Updated on 2024-10-09 GMT+08:00

SET/RESET

Function

This command is used to dynamically add, update, display, or reset the CarbonData properties without restarting the driver.

Syntax

  • Add or Update parameter value:

    SET parameter_name=parameter_value

    This command is used to add or update the value of parameter_name.

  • Display property value:

    SET parameter_name

    This command is used to display the value of parameter_name.

  • Display session parameter:

    SET

    This command is used to display all supported session parameters.

  • Display session parameters along with usage details:

    SET -v

    This command is used to display all supported session parameters and their usage details.

  • Reset parameter value:

    RESET

    This command is used to clear all session parameters.

Parameter Description

Table 1 SET parameters

Parameter

Description

parameter_name

Name of the parameter whose value needs to be dynamically added, updated, or displayed

parameter_value

New value of parameter_name to be set

Precautions

The following table lists the properties which you can set or clear using the SET or RESET command.

Table 2 Properties

Property

Description

carbon.options.bad.records.logger.enable

Whether to enable bad record logger.

carbon.options.bad.records.action

Operations on bad records, for example, force, redirect, fail, or ignore. For more information, see •Bad record handling.

carbon.options.is.empty.data.bad.record

Whether the empty data is considered as a bad record. For more information, see Bad record handling.

carbon.options.sort.scope

Scope of the sort during data loading.

carbon.options.bad.record.path

HDFS path where bad records are stored.

carbon.custom.block.distribution

Whether to enable Spark or CarbonData block distribution.

enable.unsafe.sort

Whether to use unsafe sort during data loading. Unsafe sort reduces the garbage collection during data loading, thereby achieving better performance.

carbon.si.lookup.partialstring

If this is set to TRUE, the secondary index uses the starts-with, ends-with, contains, and LIKE partition condition strings.

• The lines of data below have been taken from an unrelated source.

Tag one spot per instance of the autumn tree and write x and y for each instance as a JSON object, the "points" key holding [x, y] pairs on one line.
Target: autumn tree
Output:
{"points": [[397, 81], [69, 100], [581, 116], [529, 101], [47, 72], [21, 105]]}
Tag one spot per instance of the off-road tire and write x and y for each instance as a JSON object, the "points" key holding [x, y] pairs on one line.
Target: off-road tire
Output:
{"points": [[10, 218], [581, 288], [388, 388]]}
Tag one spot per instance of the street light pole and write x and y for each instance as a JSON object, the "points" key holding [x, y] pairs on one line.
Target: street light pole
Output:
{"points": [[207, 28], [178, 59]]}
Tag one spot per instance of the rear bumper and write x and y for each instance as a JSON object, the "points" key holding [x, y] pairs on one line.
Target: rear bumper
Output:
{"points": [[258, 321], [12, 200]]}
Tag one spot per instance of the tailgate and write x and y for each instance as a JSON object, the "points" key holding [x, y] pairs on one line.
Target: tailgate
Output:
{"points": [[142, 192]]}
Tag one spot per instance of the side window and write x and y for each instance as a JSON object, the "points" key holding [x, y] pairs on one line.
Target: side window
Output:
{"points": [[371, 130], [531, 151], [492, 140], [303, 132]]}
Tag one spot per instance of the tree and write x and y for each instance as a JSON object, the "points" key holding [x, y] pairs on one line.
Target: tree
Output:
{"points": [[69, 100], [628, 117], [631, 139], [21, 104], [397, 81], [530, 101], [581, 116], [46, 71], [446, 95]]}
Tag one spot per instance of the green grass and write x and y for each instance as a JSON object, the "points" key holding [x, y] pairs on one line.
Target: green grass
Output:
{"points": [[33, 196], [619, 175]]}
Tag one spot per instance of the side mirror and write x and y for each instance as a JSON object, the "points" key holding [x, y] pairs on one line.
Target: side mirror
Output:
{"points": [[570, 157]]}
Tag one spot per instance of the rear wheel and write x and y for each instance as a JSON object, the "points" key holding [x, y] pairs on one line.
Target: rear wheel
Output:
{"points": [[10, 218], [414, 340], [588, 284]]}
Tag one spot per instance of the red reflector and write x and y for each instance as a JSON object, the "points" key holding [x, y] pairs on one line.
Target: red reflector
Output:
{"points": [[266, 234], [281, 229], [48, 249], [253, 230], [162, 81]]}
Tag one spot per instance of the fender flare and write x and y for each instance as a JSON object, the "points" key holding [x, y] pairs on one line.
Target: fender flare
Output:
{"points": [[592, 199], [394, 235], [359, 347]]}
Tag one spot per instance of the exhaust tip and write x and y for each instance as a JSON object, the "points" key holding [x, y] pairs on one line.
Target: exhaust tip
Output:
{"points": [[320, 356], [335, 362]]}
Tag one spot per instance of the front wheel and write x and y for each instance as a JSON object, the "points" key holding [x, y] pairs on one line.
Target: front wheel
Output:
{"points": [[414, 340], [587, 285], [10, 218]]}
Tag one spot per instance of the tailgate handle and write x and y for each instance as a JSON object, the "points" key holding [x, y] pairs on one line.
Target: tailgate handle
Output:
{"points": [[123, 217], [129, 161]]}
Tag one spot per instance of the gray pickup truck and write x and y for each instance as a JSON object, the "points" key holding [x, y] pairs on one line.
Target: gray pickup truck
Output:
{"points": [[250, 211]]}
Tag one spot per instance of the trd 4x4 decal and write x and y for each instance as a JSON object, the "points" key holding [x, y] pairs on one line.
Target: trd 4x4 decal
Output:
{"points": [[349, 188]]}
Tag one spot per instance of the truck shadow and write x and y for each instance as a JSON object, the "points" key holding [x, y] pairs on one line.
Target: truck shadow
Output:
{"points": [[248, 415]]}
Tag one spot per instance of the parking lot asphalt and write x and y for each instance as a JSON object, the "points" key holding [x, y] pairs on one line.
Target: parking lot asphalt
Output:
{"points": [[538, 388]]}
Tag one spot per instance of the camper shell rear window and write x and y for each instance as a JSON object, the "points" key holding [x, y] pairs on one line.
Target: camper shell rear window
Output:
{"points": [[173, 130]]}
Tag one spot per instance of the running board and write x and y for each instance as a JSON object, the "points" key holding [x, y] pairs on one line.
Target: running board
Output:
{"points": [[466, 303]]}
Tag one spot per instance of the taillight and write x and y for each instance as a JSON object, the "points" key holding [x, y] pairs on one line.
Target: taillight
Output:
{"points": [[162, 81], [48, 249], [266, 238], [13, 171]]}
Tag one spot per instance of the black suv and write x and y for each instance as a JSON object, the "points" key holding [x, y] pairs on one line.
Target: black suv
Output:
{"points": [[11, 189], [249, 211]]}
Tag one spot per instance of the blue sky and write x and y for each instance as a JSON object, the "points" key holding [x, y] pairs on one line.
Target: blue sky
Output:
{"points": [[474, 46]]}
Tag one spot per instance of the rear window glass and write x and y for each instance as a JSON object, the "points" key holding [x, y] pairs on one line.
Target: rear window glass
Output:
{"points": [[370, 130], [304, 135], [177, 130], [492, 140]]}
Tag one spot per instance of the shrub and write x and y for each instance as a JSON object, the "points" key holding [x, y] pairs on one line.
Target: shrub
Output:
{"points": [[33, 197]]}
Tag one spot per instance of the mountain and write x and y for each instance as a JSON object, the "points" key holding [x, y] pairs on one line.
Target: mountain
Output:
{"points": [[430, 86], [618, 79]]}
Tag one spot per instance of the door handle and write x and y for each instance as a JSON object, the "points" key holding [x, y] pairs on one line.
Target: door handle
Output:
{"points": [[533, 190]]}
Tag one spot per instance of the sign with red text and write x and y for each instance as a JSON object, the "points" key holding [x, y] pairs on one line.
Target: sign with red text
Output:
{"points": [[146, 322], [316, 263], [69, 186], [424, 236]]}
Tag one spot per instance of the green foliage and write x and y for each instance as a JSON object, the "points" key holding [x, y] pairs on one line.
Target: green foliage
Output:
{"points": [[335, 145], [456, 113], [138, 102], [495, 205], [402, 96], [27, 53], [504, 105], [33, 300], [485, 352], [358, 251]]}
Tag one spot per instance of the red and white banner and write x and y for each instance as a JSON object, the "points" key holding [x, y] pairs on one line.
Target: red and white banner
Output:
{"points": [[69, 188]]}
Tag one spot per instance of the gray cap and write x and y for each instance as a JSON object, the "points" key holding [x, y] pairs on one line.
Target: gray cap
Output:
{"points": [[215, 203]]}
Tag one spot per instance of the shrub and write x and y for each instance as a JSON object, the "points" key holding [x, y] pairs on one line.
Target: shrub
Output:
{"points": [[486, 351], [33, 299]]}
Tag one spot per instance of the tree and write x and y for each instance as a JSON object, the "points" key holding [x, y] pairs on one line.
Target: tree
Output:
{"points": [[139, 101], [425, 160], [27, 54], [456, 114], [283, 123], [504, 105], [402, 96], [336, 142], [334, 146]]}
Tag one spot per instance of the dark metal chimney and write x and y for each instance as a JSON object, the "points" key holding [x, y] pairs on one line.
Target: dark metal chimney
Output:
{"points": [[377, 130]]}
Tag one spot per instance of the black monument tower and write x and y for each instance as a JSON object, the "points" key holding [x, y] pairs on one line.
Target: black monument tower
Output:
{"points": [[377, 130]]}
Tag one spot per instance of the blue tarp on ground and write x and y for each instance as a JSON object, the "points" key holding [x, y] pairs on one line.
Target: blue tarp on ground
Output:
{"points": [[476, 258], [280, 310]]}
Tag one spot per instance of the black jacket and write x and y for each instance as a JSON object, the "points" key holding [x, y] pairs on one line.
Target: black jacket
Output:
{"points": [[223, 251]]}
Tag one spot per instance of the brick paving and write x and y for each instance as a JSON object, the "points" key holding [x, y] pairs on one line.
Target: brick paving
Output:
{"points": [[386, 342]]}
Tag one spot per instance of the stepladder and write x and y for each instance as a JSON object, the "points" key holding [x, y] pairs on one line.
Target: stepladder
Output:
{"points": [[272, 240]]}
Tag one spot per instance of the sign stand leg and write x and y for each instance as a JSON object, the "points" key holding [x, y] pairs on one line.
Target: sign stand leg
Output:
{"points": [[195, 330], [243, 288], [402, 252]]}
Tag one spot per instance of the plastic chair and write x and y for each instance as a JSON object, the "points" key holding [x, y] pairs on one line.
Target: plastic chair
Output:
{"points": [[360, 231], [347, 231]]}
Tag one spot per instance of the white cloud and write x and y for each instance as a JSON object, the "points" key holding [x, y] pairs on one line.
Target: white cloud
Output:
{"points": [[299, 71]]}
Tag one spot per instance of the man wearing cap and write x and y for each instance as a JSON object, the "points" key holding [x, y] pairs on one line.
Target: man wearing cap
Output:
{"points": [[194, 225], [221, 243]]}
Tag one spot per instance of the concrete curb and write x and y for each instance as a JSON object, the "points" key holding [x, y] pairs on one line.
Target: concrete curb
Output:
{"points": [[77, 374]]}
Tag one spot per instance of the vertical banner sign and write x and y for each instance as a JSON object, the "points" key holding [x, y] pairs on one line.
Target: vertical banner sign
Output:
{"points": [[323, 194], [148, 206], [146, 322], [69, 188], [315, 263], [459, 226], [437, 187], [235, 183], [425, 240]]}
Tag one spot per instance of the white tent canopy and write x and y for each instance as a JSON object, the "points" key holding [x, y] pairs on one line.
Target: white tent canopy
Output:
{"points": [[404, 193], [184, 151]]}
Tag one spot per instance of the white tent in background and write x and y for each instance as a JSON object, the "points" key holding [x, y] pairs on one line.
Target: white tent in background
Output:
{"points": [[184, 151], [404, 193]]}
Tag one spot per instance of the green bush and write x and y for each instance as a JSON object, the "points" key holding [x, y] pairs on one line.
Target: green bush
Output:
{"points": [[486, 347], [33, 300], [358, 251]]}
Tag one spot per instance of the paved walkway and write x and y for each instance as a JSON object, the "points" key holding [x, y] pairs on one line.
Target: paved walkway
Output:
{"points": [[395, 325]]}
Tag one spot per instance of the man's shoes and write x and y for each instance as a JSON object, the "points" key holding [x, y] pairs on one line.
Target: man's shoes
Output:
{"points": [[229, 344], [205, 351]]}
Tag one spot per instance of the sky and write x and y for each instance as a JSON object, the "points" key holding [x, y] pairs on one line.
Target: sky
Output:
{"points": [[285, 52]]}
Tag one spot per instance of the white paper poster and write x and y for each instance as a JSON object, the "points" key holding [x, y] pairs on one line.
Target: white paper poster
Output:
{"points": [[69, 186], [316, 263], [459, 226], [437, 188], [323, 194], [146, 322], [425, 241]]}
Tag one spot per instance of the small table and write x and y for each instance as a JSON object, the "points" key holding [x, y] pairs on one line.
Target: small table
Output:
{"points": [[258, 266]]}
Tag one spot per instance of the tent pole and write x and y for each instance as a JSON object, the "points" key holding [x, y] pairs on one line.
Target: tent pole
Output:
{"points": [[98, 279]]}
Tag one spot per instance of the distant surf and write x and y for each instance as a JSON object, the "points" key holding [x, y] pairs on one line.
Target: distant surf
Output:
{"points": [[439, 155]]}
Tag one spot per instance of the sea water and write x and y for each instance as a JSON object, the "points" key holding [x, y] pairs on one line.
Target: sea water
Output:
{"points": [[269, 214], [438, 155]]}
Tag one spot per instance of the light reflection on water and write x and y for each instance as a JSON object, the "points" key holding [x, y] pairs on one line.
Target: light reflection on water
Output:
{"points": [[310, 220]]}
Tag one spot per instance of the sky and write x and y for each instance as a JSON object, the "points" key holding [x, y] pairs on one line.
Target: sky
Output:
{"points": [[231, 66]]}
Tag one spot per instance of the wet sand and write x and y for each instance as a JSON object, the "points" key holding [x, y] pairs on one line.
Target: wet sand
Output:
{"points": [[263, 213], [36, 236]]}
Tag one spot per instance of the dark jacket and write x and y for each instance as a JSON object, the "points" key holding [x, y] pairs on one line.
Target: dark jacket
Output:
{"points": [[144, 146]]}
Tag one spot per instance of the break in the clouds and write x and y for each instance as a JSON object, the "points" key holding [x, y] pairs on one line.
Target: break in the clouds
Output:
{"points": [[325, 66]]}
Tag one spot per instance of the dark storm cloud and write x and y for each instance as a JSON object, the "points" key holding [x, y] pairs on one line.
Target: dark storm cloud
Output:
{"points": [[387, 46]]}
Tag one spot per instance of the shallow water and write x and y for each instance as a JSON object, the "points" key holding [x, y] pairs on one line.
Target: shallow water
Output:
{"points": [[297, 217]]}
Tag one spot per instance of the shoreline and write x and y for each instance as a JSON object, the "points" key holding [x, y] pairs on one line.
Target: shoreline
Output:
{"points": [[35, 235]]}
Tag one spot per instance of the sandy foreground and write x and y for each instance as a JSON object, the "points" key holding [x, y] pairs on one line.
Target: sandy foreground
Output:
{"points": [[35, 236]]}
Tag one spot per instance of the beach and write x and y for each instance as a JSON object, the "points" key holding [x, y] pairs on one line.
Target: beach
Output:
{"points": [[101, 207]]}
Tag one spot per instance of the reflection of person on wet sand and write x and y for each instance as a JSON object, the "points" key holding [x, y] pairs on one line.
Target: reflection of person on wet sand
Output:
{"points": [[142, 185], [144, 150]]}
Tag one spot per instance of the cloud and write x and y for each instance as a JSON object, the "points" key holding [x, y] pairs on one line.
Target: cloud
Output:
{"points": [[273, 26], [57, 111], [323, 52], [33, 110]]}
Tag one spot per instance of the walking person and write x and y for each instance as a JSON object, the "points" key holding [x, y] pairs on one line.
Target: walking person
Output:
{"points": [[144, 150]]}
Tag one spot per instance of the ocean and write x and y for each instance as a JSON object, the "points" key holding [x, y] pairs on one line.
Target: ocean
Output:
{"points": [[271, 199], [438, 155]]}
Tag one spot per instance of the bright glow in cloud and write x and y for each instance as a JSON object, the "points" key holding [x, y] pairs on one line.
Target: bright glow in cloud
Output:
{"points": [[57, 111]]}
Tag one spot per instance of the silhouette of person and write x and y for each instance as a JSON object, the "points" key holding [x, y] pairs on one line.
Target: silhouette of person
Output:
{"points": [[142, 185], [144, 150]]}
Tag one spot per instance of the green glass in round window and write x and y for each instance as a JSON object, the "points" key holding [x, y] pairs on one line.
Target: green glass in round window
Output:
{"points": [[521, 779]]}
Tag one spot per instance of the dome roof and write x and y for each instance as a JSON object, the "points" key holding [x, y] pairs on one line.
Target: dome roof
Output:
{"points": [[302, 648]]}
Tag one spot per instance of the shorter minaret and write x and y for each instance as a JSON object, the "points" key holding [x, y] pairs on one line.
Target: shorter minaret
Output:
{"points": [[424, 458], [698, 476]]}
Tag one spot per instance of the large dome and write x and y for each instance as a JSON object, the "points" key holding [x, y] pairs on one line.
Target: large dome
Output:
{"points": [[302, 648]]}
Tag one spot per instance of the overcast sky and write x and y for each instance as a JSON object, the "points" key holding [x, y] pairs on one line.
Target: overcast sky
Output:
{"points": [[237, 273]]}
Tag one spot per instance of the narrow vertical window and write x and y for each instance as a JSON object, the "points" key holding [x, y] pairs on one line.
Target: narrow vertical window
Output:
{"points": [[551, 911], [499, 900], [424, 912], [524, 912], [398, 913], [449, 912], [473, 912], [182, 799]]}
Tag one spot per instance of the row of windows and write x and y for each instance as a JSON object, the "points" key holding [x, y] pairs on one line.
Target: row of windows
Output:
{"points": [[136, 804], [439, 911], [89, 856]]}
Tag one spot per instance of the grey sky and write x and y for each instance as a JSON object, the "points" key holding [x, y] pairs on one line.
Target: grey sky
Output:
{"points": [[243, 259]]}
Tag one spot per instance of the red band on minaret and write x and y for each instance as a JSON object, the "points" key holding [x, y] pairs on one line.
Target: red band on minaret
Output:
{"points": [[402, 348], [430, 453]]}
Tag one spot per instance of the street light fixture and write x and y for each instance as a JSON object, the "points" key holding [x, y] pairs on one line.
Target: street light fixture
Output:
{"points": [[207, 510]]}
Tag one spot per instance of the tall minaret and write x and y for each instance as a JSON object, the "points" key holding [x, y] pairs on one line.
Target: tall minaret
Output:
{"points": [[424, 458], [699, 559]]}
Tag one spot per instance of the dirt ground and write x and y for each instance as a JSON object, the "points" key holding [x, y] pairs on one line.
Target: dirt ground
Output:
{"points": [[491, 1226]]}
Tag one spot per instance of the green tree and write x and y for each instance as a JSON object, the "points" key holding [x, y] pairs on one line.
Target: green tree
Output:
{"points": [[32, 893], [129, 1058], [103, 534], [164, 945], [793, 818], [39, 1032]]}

If this is set to FALSE, the secondary index uses only the starts-with partition condition string.

carbon.input.segments

Segment ID to be queried. This property allows you to query a specified segment of a specified table. CarbonScan reads data only from the specified segment ID.

Syntax:

carbon.input.segments. <database_name>. <table_name> = < list of segment ids >

If you want to query a specified segment in multi-thread mode, you can use CarbonSession.threadSet instead of the SET statement.

Syntax:

CarbonSession.threadSet ("carbon.input.segments. <database_name>. <table_name>","< list of segment ids >");

NOTE:

You are advised not to set this property in the carbon.properties file because all sessions contain the segment list unless session-level or thread-level overwriting occurs.

Examples

  • Add or Update:

    SET enable.unsafe.sort=true

  • Display property value:

    SET enable.unsafe.sort

  • Show the segment ID list, segment status, and other required details, and specify the segment list to be read:

    SHOW SEGMENTS FOR TABLE carbontable1;

    SET carbon.input.segments.db.carbontable1 = 1, 3, 9;

  • Query a specified segment in multi-thread mode:

    CarbonSession.threadSet ("carbon.input.segments.default.carbon_table_MulTI_THread", "1,3");

  • Use CarbonSession.threadSet to query segments in a multi-thread environment (Scala code is used as an example):
    def main(args: Array[String]) {
     Future {              CarbonSession.threadSet("carbon.input.segments.default.carbon_table_MulTI_THread", "1")
          spark.sql("select count(empno) from carbon_table_MulTI_THread").show()
        }
    }
  • Reset:

    RESET

System Response

  • You can view the success result in driver logs.
  • You can view the failure result on the UI.